Patience à toutes les forces et à toutes les faiblesses. Patience au pays entier, aux désolés, aux sans-abri de Belgique et de France... Patience à Louvain, aux sols profanés, aux murs béants, aux toits détruits, aux flammes vengeresses qui se rallumeront ailleurs, aux carillons interrompus dont nous saluerons le réveil...

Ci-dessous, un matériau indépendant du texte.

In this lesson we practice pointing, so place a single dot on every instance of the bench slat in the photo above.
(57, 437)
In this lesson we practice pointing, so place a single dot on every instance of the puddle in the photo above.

Et patience même aux empires en marche... qu'ils prennent bien leurs mesures!... Patience aux flottes, aux armées de la divine cause, portant écrit sur leurs drapeaux, en paraphe de feu, l'inexorable arrêt du Souverain Juge. Ecoutez!... Ce grondement... les voilà!
Henri Lavedan.

P.-S.--Et voici que j'apprends le crime, l'inoubliable sacrilège de Reims qui ne sera jamais pardonné. Ils ont détruit la cathédrale! La cathédrale de Reims! Ah! le bruit terrible, le fracas sinistre, affreux, déchirant, le tonnerre de gloire et de consternation que déchaînent en s'écroulant ces mots qui font mal à dire, qui ne sortent que comme un cri: «La cathédrale de Reims n'est plus!» Les larmes encombrent mes yeux. Et pourtant à ma révolte, à mon immense chagrin ne se rattache aucun souvenir personnel qui les ravive... Je ne suis jamais allé à Reims. Jamais, hélas! je n'ai franchi le seuil du sanctuaire fameux et vénéré. Mais tant de fois j'ai vu, étudié, admiré sur l'image ce monument de beauté radieuse que je le connais comme si je l'avais souvent visité. J'en sors à l'instant même sans y être entré,... et ma peine s'augmente du tardif regret de l'irréparable!
H. L.

LA GUERRE

DE LA SOMME AUX KARPATHES

La bataille s'est poursuivie, toute la semaine, de la Somme à la Meuse, avec des accalmies tantôt sur un point, tantôt sur l'autre, des avancées ici, plus loin de légers reculs bientôt suivis de reprises de terrain. Au total, nous progressons, et notamment au Nord-Ouest, où la lutte est la plus ardente.

Au commencement de la bataille de l'Aisne, les fronts des deux armées occupaient deux lignes parallèles entre elles, orientées suivant la direction Soissons-Reims-Verdun. Actuellement, notre aile gauche, par une avance régulière, a repoussé, vers le Nord-Est, l'aile droite allemande.

Ainsi, dans cette véritable lutte de siège engagée depuis vingt jours par nos soldats infatigables contre un ennemi solidement retranché; dans cette bataille à propos de laquelle on a rappelé celle de Moukden--qu'elle passe déjà, en longueur--nous avançons toujours.

Or, c'était une maxime d'un capitaine de chez eux, du grand Frédéric, que «vaincre, c'est avancer».